Quem dedicar alguma atenção ao estado das artes em Portugal, uns breves minutos que sejam, deve ficar, no mínimo, como uma ideia aterradora perante o cenário que se lhe apresenta. Muitos ficarão até com dúvidas se o conceito de arte é conhecido dos responsáveis deste país. A não ser que se confunda arte com Morangos com Açúcar, telenovelas, Momentos da Verdade e quejandos.
Da mesma forma a atenção e o respeito que os artistas merecem por parte dos detentores do (s) poder (es) é da dimensão de uma minúscula gota no meio de qualquer oceano. A não ser, mais uma vez, que se confunda artista com qualquer Cristiano Ronaldo, Diana Chaves ou Tony Carreira.
Vem isto a propósito de que se passou com a Metro de Lisboa e uns azulejos de Maria Keil. Por ser tão explícito limito-me a transcrever um mail que recebi e que diz o seguinte:
«(…) Recentemente a Metro de Lisboa decidiu remodelar, modernizar, ampliar, etc, várias das estações mais antigas e não foram de modas. Avançaram para as paredes e sem dizer água vai, picaram-nas sem se dar ao trabalho de (antes) retirar os painéis de azulejos, ou ao incómodo de dar uma palavra que fosse à autora dos ditos. Mais tarde, depois da obra irremediavelmente destruída, alguém se encarregaria de apresentar umas desculpas esfarrapadas e “compreender” a tristeza da artista.
A parte “realmente boa” desta (já longa) história é que ao contrário de quase todos os arquitectos, engenheiros, escultores, pintores e quem quer que seja que veja uma sua obra pública alterada ou destruída sem o seu consentimento, Maria Keil não tem direito a qualquer indemnização.
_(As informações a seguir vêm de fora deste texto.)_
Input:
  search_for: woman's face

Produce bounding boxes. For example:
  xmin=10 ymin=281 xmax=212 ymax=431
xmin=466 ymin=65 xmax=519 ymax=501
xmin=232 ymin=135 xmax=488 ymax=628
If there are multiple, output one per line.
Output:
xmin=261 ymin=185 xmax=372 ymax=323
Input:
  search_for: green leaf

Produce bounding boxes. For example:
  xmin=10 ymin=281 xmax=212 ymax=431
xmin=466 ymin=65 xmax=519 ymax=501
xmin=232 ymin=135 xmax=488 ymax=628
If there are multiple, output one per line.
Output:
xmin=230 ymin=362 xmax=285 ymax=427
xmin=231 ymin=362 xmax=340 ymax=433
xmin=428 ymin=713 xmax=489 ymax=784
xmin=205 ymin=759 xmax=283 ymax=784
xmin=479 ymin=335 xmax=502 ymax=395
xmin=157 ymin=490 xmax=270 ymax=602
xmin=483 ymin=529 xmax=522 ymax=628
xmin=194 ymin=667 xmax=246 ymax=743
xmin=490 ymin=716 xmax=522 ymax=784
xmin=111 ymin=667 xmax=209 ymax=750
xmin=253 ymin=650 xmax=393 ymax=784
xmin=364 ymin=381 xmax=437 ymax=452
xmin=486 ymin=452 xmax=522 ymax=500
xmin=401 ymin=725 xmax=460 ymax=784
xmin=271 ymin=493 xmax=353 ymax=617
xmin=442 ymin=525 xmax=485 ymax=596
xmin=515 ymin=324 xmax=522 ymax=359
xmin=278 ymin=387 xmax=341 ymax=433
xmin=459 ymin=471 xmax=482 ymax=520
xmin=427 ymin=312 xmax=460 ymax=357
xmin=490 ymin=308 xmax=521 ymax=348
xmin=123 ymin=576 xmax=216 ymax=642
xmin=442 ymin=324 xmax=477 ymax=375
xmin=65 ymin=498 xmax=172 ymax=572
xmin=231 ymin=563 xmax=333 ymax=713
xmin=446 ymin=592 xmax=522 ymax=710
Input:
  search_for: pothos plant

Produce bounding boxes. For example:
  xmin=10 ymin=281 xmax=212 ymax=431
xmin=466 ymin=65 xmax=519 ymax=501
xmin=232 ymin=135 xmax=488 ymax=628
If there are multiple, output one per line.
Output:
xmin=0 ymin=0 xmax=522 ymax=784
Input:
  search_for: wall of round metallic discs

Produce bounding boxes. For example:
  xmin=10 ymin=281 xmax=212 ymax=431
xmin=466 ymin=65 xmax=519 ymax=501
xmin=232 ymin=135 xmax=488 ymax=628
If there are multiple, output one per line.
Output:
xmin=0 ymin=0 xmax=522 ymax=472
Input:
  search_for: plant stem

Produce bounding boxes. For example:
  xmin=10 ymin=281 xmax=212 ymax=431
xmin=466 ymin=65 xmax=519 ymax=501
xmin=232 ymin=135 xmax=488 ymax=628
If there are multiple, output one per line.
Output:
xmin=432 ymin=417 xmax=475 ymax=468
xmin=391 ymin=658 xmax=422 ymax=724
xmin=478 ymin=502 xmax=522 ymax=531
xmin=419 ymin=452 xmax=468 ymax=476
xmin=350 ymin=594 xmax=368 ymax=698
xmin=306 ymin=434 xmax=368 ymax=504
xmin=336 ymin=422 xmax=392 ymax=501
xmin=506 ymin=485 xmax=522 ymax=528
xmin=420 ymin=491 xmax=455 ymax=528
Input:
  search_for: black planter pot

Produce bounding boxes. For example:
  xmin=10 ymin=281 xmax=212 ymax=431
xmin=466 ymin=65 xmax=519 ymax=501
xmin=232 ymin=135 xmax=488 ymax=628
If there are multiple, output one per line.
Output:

Perguntam vocês “porquê, Samuel?” e eu tão aparvalhado como vós, “Porque na Metro de Lisboa há juristas muito bons, que descobriram não ser obrigatório pedir nada, nem indemnizar a autora, de forma nenhuma... exactamente porque ela não cobrou um tostão que fosse pela sua obra!!! (…)»
Perante tal enormidade julgo que não são necessárias mais palavras, apenas estupefacção e um enorme sentimento de impotência, bem misturados com um desprezo enorme por quem permite que tais situações continuem a acontecer!
1 comentário:
A falta de respeito pelo trabalho criativo é um apanágio do cizentismo tecnocrático que temos de sobra neste país.
Infelizmente, quando não se paga um cêntimo pelo que quer que seja, o valor que se atribui a esse bem, é o total desrespeito. É por isso que sou contra os trabalhos de borla.
Uma coisa curiosa é por exemplo, quando alguém compra algo a uma empresa alemã e lhe solicita um desconto, a resposta é quase sempre do género: "não fazemos desconto, porque este é o valor do nosso trabalho. Garantimos a qualidade e este é o preço justo. Estar a fazer desconto é estar a desvalorizar o nosso trabalho".
É por isso que, sobretudo em Portugal, quando alguém tem algum jeito "para fazer bonecos" (como se diz), aparece sempre alguém a pedir: "Eh pá, desenrrasca-me lá aí uns bonecos", mas se um fulano fôr, por exemplo, um cozinheiro, não aparece ninguém a pedir-lhe "Eh pá, desenrrasca-me lá aí um bitoque"!
A falta de respeito por algo grátis é assustadora. Por isso sou contra as borlas. O caso relatado atinge todos os limites! Enfim!